The drug trade is increasingly escalating into murder – and turning children into murderers.
The EU is now launching a series of initiatives to break the spiral of violence.
They are the drug gang’s equivalent of child soldiers, says EU Commissioner Ylva Johansson.

Children exploited by drug gangs face the same plight as child soldiers who are forced to kill. This is the opinion of the EU, which is now launching a series of initiatives to crack down on cocaine smuggling in Europe.

Swedish Ylva Johansson, EU Commissioner responsible for internal affairs, says The Guardian that young people are getting caught up in an increasingly flourishing and brutal trade, which is seen by the EU as one of Europe’s biggest security threats.

– They are radicalized and prepared to become killers. They are the drug gang’s equivalent of child soldiers, she says.

– The drug trade orchestrated by organized crime is one of the most serious security threats Europe faces today and the situation is escalating, Ylva Johansson continues.

Critical situation in Sweden

Young killers, connected to criminal gangs, is something that has hit Sweden particularly hard. On Monday, only one was arrested 16-year old boy for three murders in the Stockholm area.

– This is just the latest in a series of murders carried out by children, says Ylva Johansson.

The new guidelines are presented in a situation where 50 percent of all murders in Europe are related to drug trafficking, writes The Guardian. The EU therefore wants to strengthen strategies to stop the new recruitment of children – including identifying early warning signs such as children caught up in shoplifting or dropping out of school.
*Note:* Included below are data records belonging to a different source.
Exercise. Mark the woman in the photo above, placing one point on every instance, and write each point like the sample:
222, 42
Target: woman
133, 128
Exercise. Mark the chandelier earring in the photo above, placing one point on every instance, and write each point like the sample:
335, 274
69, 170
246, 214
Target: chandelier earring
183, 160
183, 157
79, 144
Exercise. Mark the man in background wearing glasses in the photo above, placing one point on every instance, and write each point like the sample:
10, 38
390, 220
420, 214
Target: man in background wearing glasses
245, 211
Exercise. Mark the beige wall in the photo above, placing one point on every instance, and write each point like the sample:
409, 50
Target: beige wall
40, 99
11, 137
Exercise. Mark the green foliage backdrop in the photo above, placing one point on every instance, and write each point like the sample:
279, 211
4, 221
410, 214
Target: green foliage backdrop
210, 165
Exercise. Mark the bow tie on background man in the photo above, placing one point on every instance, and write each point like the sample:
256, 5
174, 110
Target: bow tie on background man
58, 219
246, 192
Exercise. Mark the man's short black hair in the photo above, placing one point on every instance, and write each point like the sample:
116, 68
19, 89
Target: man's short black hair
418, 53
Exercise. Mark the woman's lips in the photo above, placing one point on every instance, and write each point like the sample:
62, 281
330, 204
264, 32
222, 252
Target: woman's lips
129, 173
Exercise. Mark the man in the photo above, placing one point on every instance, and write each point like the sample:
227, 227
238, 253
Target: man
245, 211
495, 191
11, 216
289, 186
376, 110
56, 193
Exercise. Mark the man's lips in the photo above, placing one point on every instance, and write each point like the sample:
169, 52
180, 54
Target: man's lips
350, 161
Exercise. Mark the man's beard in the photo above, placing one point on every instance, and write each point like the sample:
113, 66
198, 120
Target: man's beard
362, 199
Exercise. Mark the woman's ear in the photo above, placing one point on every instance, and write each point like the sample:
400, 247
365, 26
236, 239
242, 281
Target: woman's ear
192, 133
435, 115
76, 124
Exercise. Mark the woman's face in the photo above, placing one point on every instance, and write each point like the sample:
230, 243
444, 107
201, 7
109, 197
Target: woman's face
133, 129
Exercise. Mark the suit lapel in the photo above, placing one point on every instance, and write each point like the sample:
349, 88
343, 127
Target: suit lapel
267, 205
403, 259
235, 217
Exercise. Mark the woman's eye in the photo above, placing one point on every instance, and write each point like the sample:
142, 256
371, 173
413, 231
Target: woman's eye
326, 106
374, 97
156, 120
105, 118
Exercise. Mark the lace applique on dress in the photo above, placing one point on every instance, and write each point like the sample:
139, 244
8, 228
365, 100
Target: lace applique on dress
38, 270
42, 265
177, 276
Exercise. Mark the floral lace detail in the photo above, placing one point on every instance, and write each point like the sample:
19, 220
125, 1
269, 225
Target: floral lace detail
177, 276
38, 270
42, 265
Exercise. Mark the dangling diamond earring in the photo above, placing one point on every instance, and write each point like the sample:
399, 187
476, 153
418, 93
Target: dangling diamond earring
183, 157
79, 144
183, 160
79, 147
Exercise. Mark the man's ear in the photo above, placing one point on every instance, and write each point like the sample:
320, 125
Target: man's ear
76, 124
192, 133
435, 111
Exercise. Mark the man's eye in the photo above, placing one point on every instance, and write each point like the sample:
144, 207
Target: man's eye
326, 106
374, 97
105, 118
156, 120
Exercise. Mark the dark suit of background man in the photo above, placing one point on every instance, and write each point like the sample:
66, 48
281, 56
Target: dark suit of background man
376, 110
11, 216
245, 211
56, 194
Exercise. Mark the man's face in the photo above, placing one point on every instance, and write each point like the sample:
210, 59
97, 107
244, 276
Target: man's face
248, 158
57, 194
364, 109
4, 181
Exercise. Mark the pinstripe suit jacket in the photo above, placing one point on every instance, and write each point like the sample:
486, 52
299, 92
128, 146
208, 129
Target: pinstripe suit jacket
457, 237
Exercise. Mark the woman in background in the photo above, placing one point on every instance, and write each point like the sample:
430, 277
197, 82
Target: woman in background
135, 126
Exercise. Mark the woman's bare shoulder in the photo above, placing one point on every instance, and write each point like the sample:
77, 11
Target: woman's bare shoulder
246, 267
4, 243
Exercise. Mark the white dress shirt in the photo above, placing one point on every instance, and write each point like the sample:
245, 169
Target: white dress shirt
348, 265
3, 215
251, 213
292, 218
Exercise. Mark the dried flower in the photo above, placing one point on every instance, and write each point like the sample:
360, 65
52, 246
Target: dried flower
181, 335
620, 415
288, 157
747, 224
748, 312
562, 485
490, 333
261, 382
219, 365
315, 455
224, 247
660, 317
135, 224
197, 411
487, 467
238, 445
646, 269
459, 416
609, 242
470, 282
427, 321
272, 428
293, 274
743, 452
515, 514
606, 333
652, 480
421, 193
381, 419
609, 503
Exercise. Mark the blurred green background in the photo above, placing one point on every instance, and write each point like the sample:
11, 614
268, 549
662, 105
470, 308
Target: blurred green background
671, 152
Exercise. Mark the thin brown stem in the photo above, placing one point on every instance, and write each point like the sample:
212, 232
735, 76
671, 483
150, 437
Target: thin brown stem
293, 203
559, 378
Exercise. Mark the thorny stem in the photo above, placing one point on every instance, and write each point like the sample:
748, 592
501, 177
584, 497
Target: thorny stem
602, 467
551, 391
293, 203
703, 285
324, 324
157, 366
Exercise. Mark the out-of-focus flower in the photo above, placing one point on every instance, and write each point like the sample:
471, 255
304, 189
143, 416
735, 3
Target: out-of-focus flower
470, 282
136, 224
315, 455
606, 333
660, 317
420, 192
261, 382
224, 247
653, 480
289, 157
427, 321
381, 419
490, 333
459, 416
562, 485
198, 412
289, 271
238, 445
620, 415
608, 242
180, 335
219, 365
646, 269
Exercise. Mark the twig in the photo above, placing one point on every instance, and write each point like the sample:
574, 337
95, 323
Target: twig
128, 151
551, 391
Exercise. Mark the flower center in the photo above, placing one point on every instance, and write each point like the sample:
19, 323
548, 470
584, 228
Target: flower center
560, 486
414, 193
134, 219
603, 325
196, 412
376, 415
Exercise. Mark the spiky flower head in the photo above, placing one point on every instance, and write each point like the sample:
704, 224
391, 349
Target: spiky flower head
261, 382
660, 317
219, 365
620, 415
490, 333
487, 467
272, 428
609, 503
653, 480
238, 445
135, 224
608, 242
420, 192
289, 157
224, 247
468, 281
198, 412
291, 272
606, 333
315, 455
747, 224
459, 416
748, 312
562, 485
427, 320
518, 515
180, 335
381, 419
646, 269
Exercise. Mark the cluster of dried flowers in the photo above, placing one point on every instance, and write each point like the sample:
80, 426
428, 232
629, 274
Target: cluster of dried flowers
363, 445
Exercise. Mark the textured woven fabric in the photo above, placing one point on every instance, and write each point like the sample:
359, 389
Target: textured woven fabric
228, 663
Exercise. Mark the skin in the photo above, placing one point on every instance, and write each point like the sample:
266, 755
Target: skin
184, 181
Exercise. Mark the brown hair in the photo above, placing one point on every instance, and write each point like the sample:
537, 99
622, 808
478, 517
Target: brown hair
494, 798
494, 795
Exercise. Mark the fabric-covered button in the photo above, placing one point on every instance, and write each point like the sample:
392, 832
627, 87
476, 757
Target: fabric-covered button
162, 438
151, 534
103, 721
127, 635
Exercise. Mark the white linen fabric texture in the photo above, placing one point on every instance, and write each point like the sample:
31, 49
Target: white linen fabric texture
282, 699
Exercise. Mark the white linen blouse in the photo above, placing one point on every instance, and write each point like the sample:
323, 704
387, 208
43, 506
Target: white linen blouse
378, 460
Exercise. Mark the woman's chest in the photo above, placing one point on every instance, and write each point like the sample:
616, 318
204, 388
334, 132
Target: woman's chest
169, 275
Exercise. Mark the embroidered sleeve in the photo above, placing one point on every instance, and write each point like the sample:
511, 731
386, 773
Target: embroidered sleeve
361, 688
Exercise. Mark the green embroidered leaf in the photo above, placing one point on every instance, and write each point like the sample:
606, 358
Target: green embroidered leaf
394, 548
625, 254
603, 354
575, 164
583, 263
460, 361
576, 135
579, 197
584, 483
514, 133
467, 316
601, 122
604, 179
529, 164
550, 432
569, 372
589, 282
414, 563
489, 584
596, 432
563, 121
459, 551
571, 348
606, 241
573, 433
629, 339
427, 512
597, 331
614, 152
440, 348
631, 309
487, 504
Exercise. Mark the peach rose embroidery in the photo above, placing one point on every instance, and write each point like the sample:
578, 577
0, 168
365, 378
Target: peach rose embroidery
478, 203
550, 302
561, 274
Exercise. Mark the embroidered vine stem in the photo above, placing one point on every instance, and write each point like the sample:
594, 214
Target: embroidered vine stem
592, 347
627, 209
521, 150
303 tonnes of cocaine were seized in the EU in 2021, the most recent year for which complete data is available, which is five times more than a decade ago.

The EU’s new guidelines

The EU lists concrete and targeted measures with 17 measures in four priority areas:

A new European alliance for ports to increase their resilience against criminal infiltration, by strengthening the work of customs authorities, law enforcement agencies, public and private actors in ports across the EU. For example through state-of-the-art scanning and equipment.

To beat out criminal networks by facilitating financial and digital investigations, mapping the largest criminal networks, strengthening cooperation between specialized prosecutors and judges and using the Schengen Information System (SIS), to warn.

Measures to prevent organized crime through the exchange of practices and guidance between Member States, to prevent the infiltration of these groups into society and the legal economy, prevent criminal groups from recruiting young people and improve public safety and health.

Work with international partners to meet the global threat, including by strengthening information sharing, joint operations on the main drug trafficking routes and strengthening law enforcement and judicial cooperation with countries outside the EU.